When AI models tackle complicated tasks, they often break them down into smaller steps, but it's hard to make sure each step is logically correct. Current methods for checking these steps are like simple 'yes' or 'no' answers, and they don't explain *why* a step is good or bad. Also, these methods need a lot of pre-labeled examples to learn from, which limits how well they work on new, different kinds of problems.

What's the solution?

The researchers came up with a new approach called StepWiser. Instead of just classifying each step as right or wrong, StepWiser *reasons* about the model's thinking process. It essentially thinks about the thinking, generating 'thinking tokens' to explain its judgment before giving a final score.
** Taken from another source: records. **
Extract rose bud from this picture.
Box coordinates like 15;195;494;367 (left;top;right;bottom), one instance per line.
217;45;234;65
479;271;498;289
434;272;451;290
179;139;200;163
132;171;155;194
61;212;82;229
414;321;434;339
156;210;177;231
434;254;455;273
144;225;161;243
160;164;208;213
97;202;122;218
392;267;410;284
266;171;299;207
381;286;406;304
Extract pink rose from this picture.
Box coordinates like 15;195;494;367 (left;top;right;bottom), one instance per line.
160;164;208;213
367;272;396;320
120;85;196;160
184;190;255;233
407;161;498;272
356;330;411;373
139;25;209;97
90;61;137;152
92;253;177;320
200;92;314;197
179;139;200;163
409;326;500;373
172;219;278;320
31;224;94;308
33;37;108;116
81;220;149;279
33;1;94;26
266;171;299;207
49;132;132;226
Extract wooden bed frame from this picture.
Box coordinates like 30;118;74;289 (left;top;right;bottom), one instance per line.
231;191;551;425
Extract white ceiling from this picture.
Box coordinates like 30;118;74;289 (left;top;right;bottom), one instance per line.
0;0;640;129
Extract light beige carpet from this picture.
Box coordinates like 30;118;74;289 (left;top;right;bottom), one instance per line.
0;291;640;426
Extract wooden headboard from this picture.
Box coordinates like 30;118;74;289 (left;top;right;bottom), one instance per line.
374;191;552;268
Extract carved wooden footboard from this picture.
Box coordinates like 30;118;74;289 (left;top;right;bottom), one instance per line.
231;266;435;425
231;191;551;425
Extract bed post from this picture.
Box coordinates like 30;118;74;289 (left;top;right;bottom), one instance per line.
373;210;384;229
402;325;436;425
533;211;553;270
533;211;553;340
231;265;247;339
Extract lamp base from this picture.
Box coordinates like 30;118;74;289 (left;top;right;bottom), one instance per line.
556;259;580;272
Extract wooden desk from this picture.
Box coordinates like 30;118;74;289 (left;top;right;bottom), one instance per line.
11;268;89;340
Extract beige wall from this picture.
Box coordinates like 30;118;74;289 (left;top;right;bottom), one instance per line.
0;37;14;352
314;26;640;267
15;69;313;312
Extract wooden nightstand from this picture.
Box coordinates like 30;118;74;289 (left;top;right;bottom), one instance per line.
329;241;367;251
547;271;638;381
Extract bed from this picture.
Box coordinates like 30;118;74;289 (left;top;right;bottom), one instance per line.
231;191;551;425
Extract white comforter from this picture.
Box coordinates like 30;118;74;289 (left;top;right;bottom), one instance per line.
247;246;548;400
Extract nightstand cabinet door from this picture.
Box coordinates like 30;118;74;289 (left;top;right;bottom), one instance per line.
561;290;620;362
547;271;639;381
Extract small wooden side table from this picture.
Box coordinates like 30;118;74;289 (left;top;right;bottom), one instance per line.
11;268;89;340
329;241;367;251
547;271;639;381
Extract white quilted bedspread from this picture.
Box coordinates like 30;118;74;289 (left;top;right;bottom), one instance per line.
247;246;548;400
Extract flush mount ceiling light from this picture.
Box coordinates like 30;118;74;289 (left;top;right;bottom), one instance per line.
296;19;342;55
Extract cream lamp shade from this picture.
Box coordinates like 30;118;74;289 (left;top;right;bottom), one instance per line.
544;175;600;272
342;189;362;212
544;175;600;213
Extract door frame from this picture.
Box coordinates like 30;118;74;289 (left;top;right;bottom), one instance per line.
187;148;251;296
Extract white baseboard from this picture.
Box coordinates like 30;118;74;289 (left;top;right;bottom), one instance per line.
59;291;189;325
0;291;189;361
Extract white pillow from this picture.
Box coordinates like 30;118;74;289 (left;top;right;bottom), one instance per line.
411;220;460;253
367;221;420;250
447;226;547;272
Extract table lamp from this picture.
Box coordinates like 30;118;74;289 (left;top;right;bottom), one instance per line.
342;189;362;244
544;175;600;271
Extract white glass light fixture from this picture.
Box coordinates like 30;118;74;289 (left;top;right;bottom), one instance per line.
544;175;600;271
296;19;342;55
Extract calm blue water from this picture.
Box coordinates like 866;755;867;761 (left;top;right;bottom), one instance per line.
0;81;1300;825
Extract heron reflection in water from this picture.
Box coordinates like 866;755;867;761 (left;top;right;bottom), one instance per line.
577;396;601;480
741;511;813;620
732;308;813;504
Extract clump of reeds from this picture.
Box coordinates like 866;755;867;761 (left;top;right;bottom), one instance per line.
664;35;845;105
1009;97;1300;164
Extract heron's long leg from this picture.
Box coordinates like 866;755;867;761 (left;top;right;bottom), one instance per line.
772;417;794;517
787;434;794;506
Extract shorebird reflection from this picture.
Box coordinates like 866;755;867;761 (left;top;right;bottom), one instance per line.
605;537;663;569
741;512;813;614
This 'generative judge' is trained using reinforcement learning, meaning it learns by trying to predict which steps lead to better overall results. It doesn't need a huge, pre-labeled dataset.

Why it matters?

This work is important because it improves the accuracy of evaluating intermediate steps in complex AI tasks. It also helps the AI model learn and improve *while* it's being trained, and it makes the AI better at finding the best solution when it's actually solving a problem. Ultimately, this leads to more reliable and capable AI systems that can handle more challenging tasks.

Abstract

As models increasingly leverage multi-step reasoning strategies to solve complex problems, supervising the logical validity of these intermediate steps has become a critical research challenge. Process reward models address this by providing step-by-step feedback, but current approaches have two major drawbacks: they typically function as classifiers without providing explanations, and their reliance on supervised fine-tuning with static datasets limits generalization. Inspired by recent advances, we reframe stepwise reward modeling from a classification task to a reasoning task itself. We thus propose a generative judge that reasons about the policy model's reasoning steps (i.e., meta-reasons), outputting thinking tokens before delivering a final verdict. Our model, StepWiser, is trained by reinforcement learning using relative outcomes of rollouts. We show it provides (i) better judgment accuracy on intermediate steps than existing methods; (ii) can be used to improve the policy model at training time; and (iii) improves inference-time search.